Oscar Wilde: Essays and Lectures

THE RISE OF HISTORICAL CRITICISM
4. CHAPTER IV (continued)

With any direct intervention of God in the normal development of Man, he will have nothing to do: still less with any idea of chance as a factor in the phenomena of life. Chance and miracles, he says, are mere expressions for our ignorance of rational causes. The spirit of rationalism which we recognised in Herodotus as a vague uncertain attitude and which appears in Thucydides as a consistent attitude of mind never argued about or even explained, is by Polybius analysed and formulated as the great instrument of historical research.
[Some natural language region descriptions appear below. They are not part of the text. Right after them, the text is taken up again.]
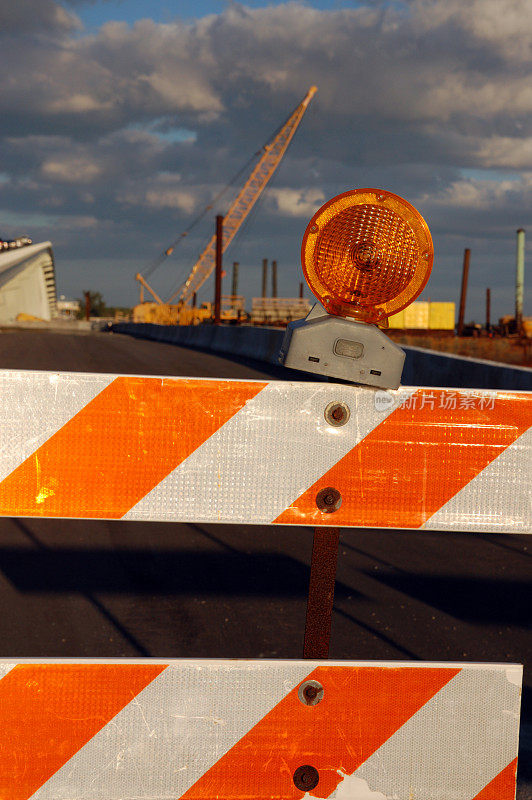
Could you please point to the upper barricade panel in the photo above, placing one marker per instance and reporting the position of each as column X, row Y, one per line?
column 188, row 449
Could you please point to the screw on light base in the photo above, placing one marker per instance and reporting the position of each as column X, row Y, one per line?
column 306, row 777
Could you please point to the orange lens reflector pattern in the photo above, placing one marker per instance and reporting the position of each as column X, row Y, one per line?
column 367, row 254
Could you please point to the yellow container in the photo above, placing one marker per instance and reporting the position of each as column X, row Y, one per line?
column 397, row 320
column 417, row 316
column 441, row 316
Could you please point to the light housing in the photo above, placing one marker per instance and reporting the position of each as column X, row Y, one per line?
column 367, row 254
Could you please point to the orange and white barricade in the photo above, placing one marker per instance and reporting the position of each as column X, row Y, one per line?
column 200, row 730
column 144, row 448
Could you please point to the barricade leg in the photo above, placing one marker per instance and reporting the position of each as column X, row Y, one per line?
column 321, row 592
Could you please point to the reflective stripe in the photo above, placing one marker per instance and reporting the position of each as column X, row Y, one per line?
column 247, row 452
column 238, row 730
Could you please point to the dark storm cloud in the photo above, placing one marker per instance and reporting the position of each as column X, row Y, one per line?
column 122, row 135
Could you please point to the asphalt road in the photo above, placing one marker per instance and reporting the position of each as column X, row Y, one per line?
column 74, row 588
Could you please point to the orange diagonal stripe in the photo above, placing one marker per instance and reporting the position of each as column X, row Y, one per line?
column 49, row 711
column 411, row 464
column 120, row 446
column 361, row 708
column 502, row 787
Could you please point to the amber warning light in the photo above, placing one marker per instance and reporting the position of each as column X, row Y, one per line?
column 366, row 254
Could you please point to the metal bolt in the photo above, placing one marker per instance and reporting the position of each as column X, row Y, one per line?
column 306, row 777
column 310, row 693
column 329, row 500
column 337, row 413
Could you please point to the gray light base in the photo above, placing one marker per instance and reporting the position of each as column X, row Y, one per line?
column 342, row 348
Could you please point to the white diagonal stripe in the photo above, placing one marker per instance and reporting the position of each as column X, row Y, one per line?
column 266, row 456
column 454, row 745
column 35, row 405
column 498, row 499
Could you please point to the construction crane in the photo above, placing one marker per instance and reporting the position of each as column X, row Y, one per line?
column 240, row 208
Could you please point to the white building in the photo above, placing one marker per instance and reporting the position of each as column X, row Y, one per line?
column 27, row 282
column 66, row 308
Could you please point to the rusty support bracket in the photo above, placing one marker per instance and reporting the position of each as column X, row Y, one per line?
column 321, row 592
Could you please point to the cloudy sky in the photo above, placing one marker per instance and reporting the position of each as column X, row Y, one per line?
column 120, row 119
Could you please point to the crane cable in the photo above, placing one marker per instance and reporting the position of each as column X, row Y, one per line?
column 150, row 269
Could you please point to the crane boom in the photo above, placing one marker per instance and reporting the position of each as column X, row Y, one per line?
column 245, row 200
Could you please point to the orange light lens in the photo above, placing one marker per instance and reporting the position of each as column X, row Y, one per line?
column 367, row 254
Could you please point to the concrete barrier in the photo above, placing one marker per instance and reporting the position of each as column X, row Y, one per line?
column 422, row 367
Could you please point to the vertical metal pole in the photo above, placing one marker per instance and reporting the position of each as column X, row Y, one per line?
column 274, row 278
column 218, row 271
column 519, row 278
column 463, row 292
column 321, row 592
column 234, row 290
column 264, row 277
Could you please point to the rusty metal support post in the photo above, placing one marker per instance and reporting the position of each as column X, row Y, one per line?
column 218, row 270
column 234, row 290
column 274, row 278
column 463, row 292
column 264, row 277
column 519, row 278
column 321, row 592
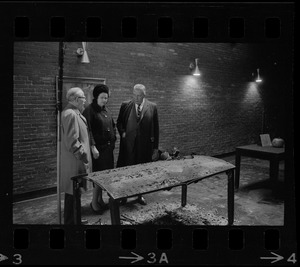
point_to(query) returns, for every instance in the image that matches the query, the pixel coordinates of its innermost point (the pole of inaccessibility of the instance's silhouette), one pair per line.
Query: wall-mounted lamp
(195, 68)
(258, 79)
(81, 52)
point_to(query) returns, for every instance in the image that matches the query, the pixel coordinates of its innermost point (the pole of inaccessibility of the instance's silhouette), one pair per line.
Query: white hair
(140, 87)
(73, 93)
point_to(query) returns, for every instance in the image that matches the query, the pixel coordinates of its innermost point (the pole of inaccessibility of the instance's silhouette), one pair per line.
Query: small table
(273, 154)
(142, 179)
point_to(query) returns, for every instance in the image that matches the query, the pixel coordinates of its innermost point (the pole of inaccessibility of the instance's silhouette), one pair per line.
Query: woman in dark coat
(103, 137)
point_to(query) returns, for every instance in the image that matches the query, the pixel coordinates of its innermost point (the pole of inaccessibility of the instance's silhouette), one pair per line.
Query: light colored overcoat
(75, 147)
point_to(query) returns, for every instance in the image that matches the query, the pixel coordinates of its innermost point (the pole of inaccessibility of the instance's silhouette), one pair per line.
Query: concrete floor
(256, 203)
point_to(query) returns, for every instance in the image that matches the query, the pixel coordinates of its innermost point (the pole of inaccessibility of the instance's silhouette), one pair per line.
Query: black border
(147, 13)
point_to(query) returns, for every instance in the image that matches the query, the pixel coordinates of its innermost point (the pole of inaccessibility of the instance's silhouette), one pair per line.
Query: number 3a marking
(18, 258)
(292, 258)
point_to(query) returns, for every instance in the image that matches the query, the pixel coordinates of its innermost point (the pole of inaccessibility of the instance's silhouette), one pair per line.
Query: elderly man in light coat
(75, 147)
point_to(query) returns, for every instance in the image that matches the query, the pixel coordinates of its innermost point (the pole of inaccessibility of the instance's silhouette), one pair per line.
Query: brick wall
(211, 114)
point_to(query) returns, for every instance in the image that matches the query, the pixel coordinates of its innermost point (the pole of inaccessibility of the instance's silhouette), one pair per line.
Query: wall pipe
(59, 86)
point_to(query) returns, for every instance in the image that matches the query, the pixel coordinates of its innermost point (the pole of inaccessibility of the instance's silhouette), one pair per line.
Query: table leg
(274, 169)
(77, 202)
(237, 168)
(230, 196)
(183, 194)
(114, 211)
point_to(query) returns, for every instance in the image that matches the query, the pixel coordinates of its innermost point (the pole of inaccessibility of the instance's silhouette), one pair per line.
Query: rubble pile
(174, 214)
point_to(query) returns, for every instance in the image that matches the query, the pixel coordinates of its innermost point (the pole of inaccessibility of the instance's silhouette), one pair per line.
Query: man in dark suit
(138, 127)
Herodotus, while believing on principle in the supernatural, yet was sceptical at times. Thucydides simply ignored the supernatural. He did not discuss it, but he annihilated it by explaining history without it. Polybius enters at length into the whole question and explains its origin and the method of treating it. Herodotus would have believed in Scipio's dream. Thucydides would have ignored it entirely. Polybius explains it. He is the culmination of the rational progression of Dialectic. 'Nothing,' he says, 'shows a foolish mind more than the attempt to account for any phenomena on the principle of chance or supernatural intervention. History is a search for rational causes, and there is nothing in the world - even those phenomena which seem to us the most remote from law and improbable - which is not the logical and inevitable result of certain rational antecedents.'

Some things, of course, are to be rejected a priori without entering into the subject: 'As regards such miracles,' he says, (15) 'as that on a certain statue of Artemis rain or snow never falls though the statue stands in the open air, or that those who enter God's shrine in Arcadia lose their natural shadows, I cannot really be expected to argue upon the subject. For these things are not only utterly improbable but absolutely impossible.'

'For us to argue reasonably on an acknowledged absurdity is as vain a task as trying to catch water in a sieve; it is really to admit the possibility of the supernatural, which is the very point at issue.'

What Polybius felt was that to admit the possibility of a miracle is to annihilate the possibility of history: for just as scientific and chemical experiments would be either impossible or useless if exposed to the chance of continued interference on the part of some foreign body, so the laws and principles which govern history, the causes of phenomena, the evolution of progress, the whole science, in a word, of man's dealings with his own race and with nature, will remain a sealed book to him who admits the possibility of extra-natural interference.